Il calcio tedesco ma tutto il calcio è in lutto per la scomparsa di uno dei più grandi campioni di questo sport. Mediano brillante e libero senza possibilità di essere eguagliato, si può dire che ha scritto la storia del calcio con il Bayern Monaco e la Germania.
Soffriva da alcuni anni di diversi problemi di salute e ci ha lasciato domenica, circondato dall’affetto della sua famiglia.
Franz Beckenbauer, considerato da tutti il migliore calciatore tedesco di ogni epoca, è stato campione del Mondo nel 1974, vice-campione nel 1966, campione d’Europa nel 1972 e vice-campione nel 1976. Con il Bayern di Monaco, ha vinto tre coppe dei Campioni consecutive, una Coppa Intercontinentale, una Coppa delle Coppe, cinque scudetti e quattro coppe di Germania.
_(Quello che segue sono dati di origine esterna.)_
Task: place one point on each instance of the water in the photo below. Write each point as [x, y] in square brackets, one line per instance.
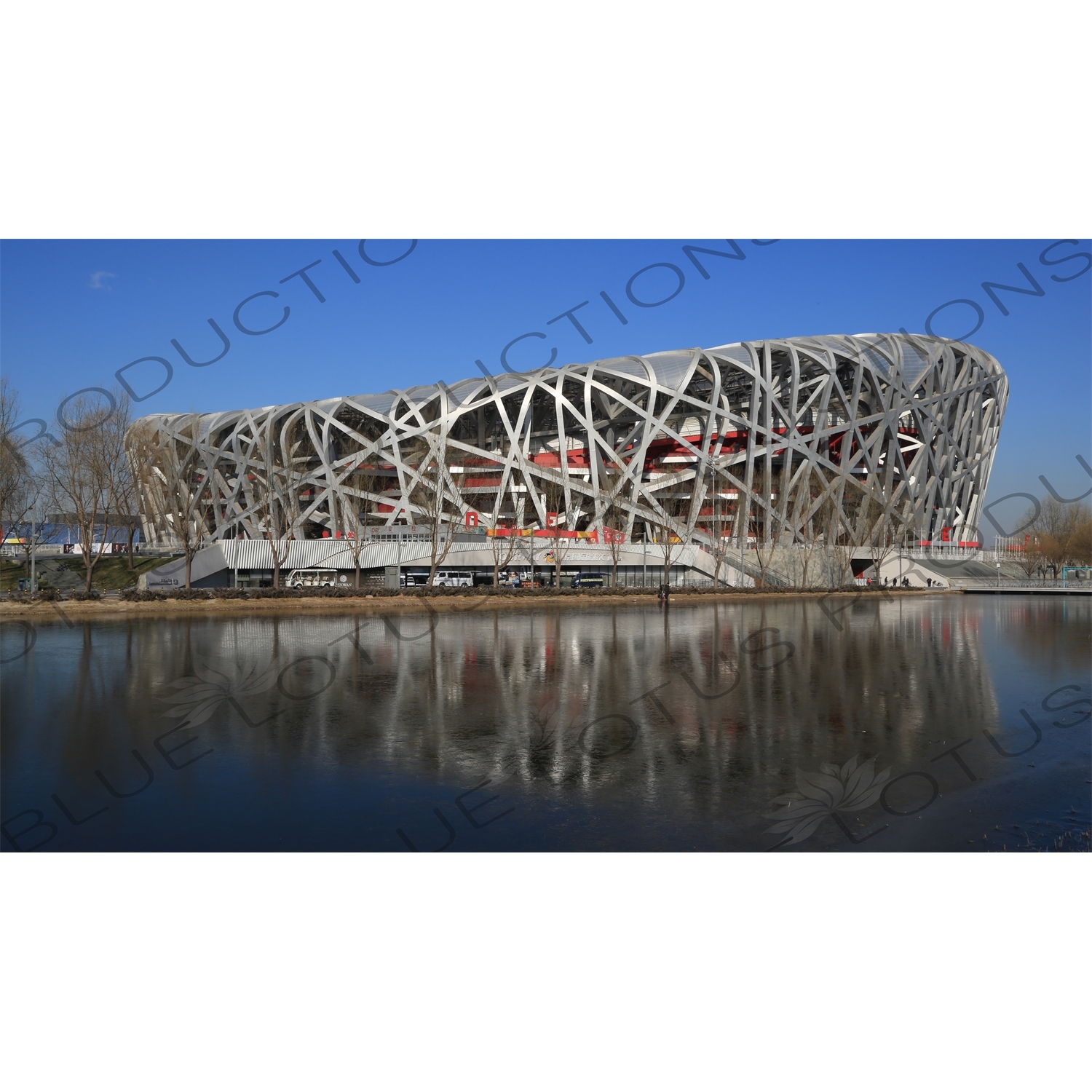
[598, 727]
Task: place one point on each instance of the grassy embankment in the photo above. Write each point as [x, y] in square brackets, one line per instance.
[111, 574]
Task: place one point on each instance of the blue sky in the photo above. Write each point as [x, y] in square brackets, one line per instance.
[74, 312]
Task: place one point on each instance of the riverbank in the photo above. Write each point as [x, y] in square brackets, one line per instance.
[71, 611]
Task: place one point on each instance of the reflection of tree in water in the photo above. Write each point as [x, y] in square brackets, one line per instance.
[554, 699]
[1044, 628]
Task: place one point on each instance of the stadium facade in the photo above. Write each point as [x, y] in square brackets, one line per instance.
[751, 441]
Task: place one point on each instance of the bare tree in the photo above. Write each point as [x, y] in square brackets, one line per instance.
[81, 474]
[716, 521]
[1063, 531]
[882, 529]
[766, 521]
[614, 534]
[19, 488]
[183, 485]
[131, 440]
[844, 535]
[504, 550]
[670, 530]
[557, 520]
[358, 488]
[435, 499]
[808, 518]
[1029, 557]
[277, 485]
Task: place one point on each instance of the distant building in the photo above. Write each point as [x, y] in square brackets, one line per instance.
[755, 441]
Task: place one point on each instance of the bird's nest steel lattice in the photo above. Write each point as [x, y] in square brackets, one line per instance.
[770, 434]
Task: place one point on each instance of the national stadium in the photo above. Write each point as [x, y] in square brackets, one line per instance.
[780, 445]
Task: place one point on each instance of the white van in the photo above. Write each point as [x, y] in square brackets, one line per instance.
[454, 578]
[314, 578]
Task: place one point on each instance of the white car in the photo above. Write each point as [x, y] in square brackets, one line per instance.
[454, 578]
[314, 578]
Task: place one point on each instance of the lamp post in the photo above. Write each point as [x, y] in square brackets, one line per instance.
[34, 519]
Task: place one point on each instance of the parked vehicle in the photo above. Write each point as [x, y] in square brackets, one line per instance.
[314, 578]
[454, 578]
[587, 580]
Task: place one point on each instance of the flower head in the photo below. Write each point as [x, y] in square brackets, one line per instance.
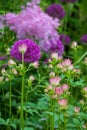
[59, 90]
[70, 1]
[32, 51]
[83, 39]
[56, 11]
[65, 39]
[63, 103]
[76, 109]
[55, 81]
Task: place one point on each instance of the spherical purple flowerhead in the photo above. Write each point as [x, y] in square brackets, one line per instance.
[84, 38]
[65, 39]
[56, 11]
[70, 1]
[31, 54]
[53, 45]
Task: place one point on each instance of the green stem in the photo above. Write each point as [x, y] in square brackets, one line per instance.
[52, 117]
[10, 101]
[22, 96]
[81, 58]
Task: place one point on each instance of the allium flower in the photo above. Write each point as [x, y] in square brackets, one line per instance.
[1, 22]
[56, 11]
[65, 39]
[59, 90]
[85, 89]
[32, 22]
[76, 109]
[70, 1]
[32, 78]
[32, 51]
[3, 57]
[67, 64]
[63, 103]
[65, 87]
[74, 44]
[83, 39]
[53, 45]
[54, 81]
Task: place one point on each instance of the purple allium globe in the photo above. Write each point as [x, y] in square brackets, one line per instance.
[70, 1]
[65, 39]
[31, 54]
[53, 45]
[83, 39]
[56, 11]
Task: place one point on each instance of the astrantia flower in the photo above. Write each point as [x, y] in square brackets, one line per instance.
[56, 11]
[70, 1]
[83, 39]
[53, 45]
[32, 51]
[55, 81]
[65, 39]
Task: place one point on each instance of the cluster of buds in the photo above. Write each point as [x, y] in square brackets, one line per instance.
[56, 91]
[65, 65]
[85, 61]
[84, 91]
[76, 110]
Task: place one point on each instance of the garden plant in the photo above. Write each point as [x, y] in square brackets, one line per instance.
[43, 65]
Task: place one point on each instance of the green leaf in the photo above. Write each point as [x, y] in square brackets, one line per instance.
[28, 128]
[2, 121]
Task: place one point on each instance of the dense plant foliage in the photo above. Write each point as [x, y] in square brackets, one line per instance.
[43, 65]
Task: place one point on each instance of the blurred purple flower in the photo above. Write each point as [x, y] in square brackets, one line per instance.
[56, 11]
[32, 52]
[3, 57]
[65, 39]
[70, 1]
[84, 38]
[32, 22]
[53, 45]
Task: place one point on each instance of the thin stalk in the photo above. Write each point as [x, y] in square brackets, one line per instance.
[81, 58]
[10, 100]
[52, 117]
[22, 96]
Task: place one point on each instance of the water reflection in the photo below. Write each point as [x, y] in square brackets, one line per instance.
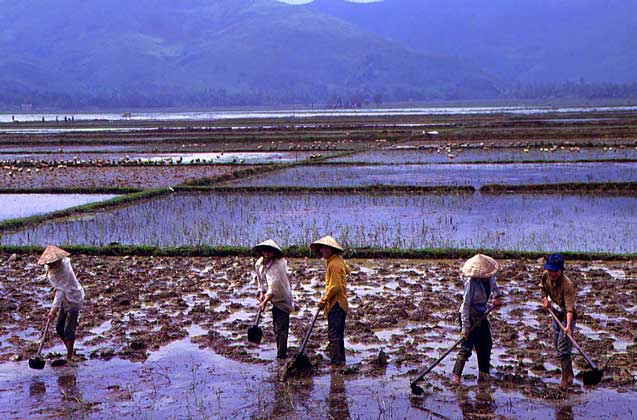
[338, 404]
[37, 388]
[480, 407]
[564, 412]
[67, 383]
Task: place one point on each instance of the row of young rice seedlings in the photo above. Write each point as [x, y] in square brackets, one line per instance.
[534, 222]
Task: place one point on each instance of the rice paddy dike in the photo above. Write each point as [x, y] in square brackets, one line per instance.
[168, 269]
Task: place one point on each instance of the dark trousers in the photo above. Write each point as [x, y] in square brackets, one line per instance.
[281, 321]
[480, 338]
[336, 334]
[67, 323]
[561, 342]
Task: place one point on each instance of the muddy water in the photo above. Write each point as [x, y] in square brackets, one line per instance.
[168, 158]
[460, 174]
[166, 338]
[474, 154]
[532, 222]
[181, 381]
[24, 205]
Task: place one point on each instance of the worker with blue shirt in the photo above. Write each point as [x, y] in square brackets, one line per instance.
[480, 286]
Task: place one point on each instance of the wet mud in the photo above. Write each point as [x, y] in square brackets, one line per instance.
[138, 307]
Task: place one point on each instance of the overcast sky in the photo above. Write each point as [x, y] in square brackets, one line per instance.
[310, 1]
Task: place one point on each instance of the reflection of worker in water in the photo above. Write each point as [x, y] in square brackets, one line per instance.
[564, 412]
[483, 406]
[560, 289]
[274, 286]
[334, 301]
[338, 405]
[480, 286]
[69, 295]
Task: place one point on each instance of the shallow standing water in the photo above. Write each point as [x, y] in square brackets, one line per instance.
[532, 222]
[445, 175]
[24, 205]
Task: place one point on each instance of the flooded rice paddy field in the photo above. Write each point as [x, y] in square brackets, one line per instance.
[445, 175]
[62, 176]
[457, 153]
[165, 337]
[531, 222]
[25, 205]
[176, 347]
[142, 158]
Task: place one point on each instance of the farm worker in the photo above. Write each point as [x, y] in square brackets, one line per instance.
[334, 301]
[69, 294]
[480, 285]
[558, 292]
[272, 279]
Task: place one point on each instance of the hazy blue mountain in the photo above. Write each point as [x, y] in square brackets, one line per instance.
[259, 48]
[520, 40]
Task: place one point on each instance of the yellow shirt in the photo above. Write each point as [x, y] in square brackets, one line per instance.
[335, 283]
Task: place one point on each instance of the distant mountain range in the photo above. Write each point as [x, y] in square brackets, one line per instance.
[529, 41]
[225, 52]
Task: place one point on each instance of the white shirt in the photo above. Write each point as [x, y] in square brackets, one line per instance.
[272, 279]
[68, 291]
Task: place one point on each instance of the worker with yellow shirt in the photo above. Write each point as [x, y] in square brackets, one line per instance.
[334, 301]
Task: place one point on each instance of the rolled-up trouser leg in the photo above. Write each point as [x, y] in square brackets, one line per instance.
[466, 346]
[562, 343]
[336, 334]
[484, 343]
[281, 321]
[66, 324]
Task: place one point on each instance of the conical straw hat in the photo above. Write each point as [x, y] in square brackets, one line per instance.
[270, 244]
[326, 241]
[480, 266]
[52, 254]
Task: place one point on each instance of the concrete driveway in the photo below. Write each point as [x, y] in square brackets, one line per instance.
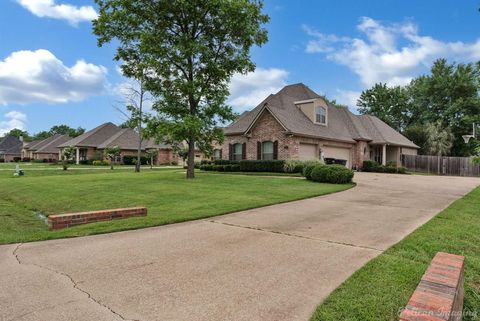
[273, 263]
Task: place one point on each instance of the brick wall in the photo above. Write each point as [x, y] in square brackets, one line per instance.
[267, 128]
[66, 220]
[439, 296]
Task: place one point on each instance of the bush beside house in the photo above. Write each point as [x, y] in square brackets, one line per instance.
[391, 167]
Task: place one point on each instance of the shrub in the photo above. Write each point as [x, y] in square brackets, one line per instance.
[293, 166]
[369, 166]
[224, 162]
[262, 165]
[334, 174]
[206, 167]
[401, 170]
[390, 169]
[392, 164]
[132, 160]
[308, 167]
[100, 163]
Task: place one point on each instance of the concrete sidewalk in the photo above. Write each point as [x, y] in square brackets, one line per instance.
[272, 263]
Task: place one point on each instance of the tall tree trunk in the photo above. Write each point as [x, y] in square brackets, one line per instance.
[140, 116]
[191, 158]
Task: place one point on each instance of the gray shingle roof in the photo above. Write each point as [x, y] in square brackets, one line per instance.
[94, 137]
[109, 135]
[10, 145]
[51, 147]
[342, 124]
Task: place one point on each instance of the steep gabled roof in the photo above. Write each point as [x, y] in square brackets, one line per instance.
[41, 143]
[9, 142]
[342, 124]
[94, 137]
[51, 147]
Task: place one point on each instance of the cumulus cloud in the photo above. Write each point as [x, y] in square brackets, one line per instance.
[38, 76]
[391, 53]
[68, 12]
[13, 119]
[247, 91]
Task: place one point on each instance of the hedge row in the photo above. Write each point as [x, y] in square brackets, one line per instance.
[334, 174]
[279, 166]
[391, 167]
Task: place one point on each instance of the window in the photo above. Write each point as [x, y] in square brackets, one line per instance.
[378, 153]
[83, 154]
[267, 150]
[320, 115]
[237, 151]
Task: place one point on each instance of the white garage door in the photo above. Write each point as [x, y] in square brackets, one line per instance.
[338, 153]
[307, 152]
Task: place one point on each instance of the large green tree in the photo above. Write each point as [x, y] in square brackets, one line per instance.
[448, 98]
[190, 50]
[387, 103]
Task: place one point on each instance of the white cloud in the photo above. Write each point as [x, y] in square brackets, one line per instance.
[68, 12]
[247, 91]
[13, 119]
[38, 76]
[391, 53]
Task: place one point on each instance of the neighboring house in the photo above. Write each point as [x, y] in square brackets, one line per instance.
[92, 144]
[46, 149]
[10, 149]
[297, 123]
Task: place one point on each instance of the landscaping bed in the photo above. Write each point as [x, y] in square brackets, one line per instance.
[169, 197]
[382, 288]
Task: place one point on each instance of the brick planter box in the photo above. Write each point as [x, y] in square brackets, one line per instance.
[439, 295]
[59, 221]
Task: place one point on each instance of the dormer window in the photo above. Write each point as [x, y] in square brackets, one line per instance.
[320, 115]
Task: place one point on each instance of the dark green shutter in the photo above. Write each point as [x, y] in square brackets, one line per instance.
[230, 151]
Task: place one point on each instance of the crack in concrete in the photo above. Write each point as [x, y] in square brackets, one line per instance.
[74, 283]
[297, 235]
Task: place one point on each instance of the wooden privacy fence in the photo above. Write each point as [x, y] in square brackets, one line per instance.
[441, 165]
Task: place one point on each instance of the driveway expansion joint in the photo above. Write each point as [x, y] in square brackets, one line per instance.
[74, 283]
[298, 236]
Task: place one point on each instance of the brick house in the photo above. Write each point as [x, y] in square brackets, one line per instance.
[297, 123]
[10, 149]
[46, 149]
[91, 144]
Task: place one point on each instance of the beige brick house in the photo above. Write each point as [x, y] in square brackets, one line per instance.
[91, 144]
[46, 149]
[10, 149]
[297, 123]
Beckenbauer ha giocato con e contro i più grandi calciatori di ogni tempo ed è stato uno dei pochissimi in grado di contrassegnare un’epoca intera, un punto di riferimento assoluto per la storia del calcio. Il suo gioco sempre elegante e preciso, raffinato e concreto, resta tuttora un esempio per tutti e un punto di riferimento insuperato e insuperabile.
Uno dei pochi calciatori in grado di suscitare ammirazione e affetto anche negli avversari, sia in campo che negli spalti.